Поймав вопросительно — недоуменный взгляд жены, кратко кашлянул:
— Видишь ли, дорогая моя Эмелина Ланнфель… Дело в том, что если я, допустим, имею на стороне некую пассию, то это Я её имею. А вот если ты схлестнешься, скажем, с неким Ригзом, это значит, что имеют МЕНЯ. Впрочем, данное положение вещей я тебе уже как — то объяснял…
Льерда отняла от лица руки, и протяжно завыла:
— Ну всё, толкнул мужик телегу задом, заскрипела! Каким же ты иногда бываешь нудным, Диньер… Тырырыры, аки дождь осенний.
Терпеливо выслушав сей короткий, но пламенный спич, вольник расхохотался.
На все эти шумы и смех в холл вышла Кора. Видимо, заключительная часть содержательной беседы супругов всё таки достигла ушей горничной. Так и было, скорее всего, потому что та, хоть по своему обыкновению сдержанно, а улыбалась, редко дёргая уголком рта, стараясь изо всех сил не прыснуть со смеху.
— Прикажете накрывать завтрак, льерды?
— Попросим, — кивнул вольник — Есть, и вправду, охота.

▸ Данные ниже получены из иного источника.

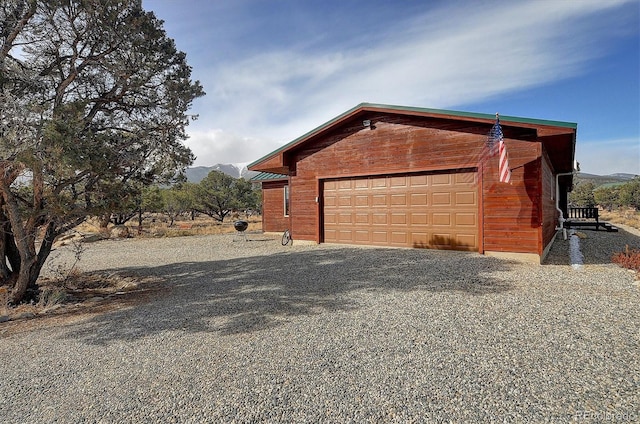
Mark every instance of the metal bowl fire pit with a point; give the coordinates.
(240, 227)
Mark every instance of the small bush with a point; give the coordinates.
(51, 296)
(630, 259)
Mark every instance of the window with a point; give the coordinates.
(286, 200)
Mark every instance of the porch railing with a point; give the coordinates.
(583, 213)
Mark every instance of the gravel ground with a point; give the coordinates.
(257, 332)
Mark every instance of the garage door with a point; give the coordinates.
(427, 210)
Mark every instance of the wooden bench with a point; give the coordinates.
(586, 217)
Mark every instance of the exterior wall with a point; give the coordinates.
(512, 213)
(273, 218)
(549, 211)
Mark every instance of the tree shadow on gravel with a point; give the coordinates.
(597, 247)
(256, 293)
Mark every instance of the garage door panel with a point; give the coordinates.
(467, 219)
(418, 199)
(399, 238)
(425, 211)
(466, 198)
(419, 218)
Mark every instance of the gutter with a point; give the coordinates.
(561, 218)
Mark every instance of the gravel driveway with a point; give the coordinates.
(257, 332)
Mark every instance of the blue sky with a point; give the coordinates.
(275, 69)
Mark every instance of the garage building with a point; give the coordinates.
(424, 178)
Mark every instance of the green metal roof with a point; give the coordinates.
(375, 106)
(268, 176)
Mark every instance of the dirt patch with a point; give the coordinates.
(78, 298)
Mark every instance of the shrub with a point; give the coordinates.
(630, 259)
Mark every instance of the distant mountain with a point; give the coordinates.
(198, 173)
(598, 180)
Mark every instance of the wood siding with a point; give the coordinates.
(512, 215)
(511, 211)
(518, 217)
(273, 218)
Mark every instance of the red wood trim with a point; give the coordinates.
(319, 220)
(480, 175)
(470, 168)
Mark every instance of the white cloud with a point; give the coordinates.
(604, 157)
(450, 56)
(218, 146)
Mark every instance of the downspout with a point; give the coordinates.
(561, 218)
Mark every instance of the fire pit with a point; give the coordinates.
(241, 227)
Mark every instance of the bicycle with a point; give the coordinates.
(286, 238)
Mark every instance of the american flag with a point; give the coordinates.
(496, 145)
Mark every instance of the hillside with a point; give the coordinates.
(599, 180)
(198, 173)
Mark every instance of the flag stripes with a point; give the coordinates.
(504, 172)
(495, 144)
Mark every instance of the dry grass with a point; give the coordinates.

Трапеза прошла ровно и уютно.
За спокойствие этих минут, да и всего последующего дня надо было благодарить именно Ланнфеля! Если вернее, то ту самую договоренность держать рот на замке, не создавать шумихи, нервируя слуг и самих себя.
После завтрака же, отправив мужа подремать, сама льерда убежала в кухню, несмотря на приказы супруга идти с ним.

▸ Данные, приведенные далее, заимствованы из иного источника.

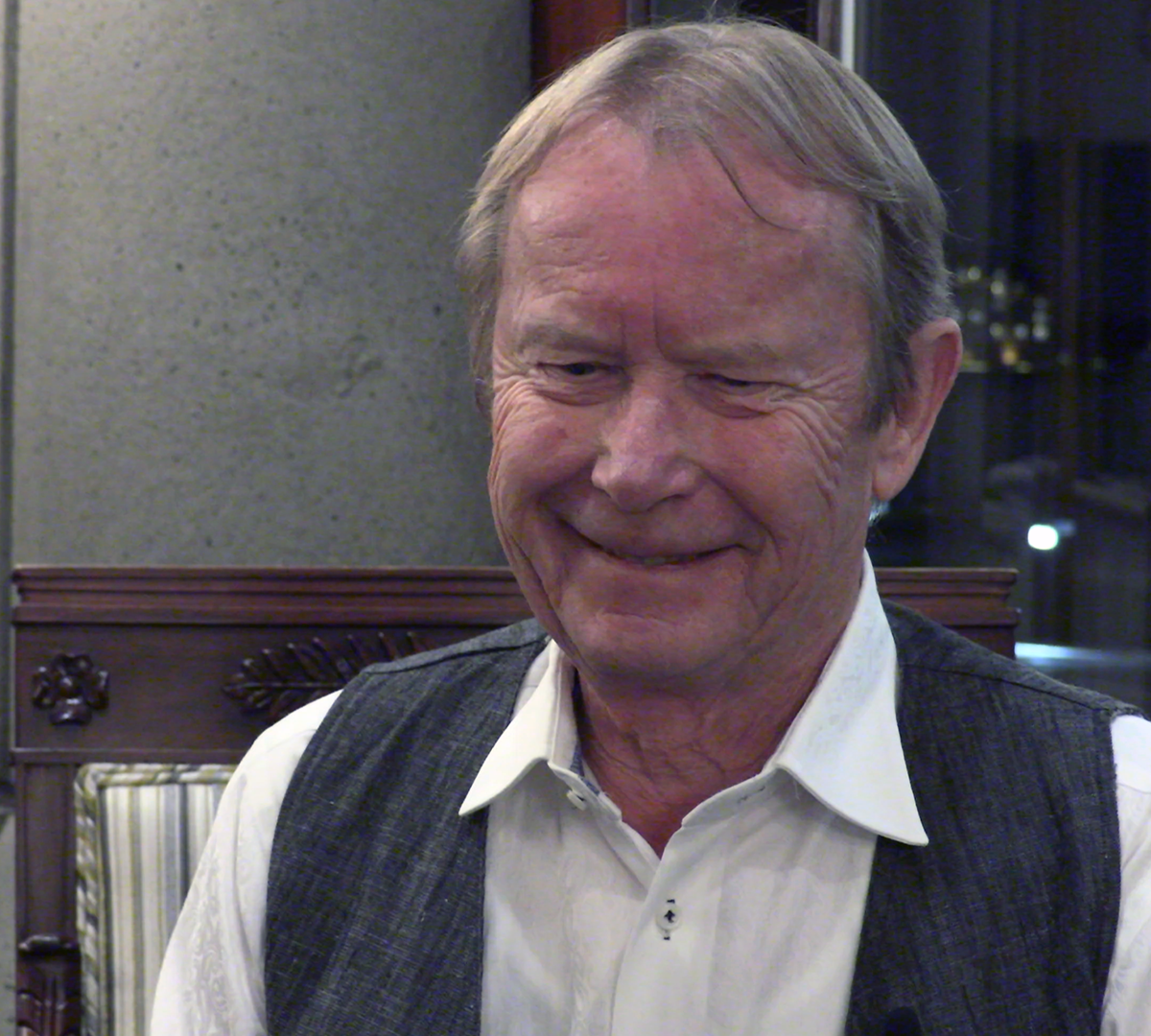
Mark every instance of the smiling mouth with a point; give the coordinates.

— Я, миленький, не устала, — авторитетно заявила она — Пойду Коре и Тине помогу, да тесто на вечер поставлю. Хоть отвлекусь. Готовка меня здорово успокаивает! А ты иди, поспи. Вымотался весь, я ведь вижу… Иди, иди, Приезжий. Я приду потом. Обещаю.
Раздраженно плюнув, Ланнфель всё же последовал совету супруги.
Ещё пока поднимался по лестнице, про себя костерил несносную Серебрянку на чём свет стоит!
— Вот же баба! Вот же дура… Без неё там не справятся, в кухне! Везде надо нос свой сунуть, тоже мне, Правительница кастрюль, тарелок и огрызков… Не устала она, как же! Измотала и себя, и будущего наследника поездками, заботами, да орами своими. Нет бы сидеть на жопе ровно, как другие бабы! Так ведь никак… И всё мне… мне назло. Но, однако же… как… как ревнует…
Остановившись перед дверью спальни, вольник положил руку на теплое дерево и улыбнулся.
Думать о том, что Злючка — Колючка в самом деле готова за него в огонь, в воду, в любую поездку и драку… было приятно.
Равно, как и принимать заботу Эмелины. Неловкую, неуклюжую, но искреннюю и уютную.
Беспокойство за него, паршивца и убийцу, напоминало сладости, купленные на последние деньги одинокой матерью, дабы порадовать ребятишек под праздник. Либо же теплые носки, связанные бабушкой, полуслепой, дряхлой, путающей петли и нитки, надетые трясущимися, узловатыми, сухими руками на маленькие ножки внука…
Забота эта была именно теплой… Живой.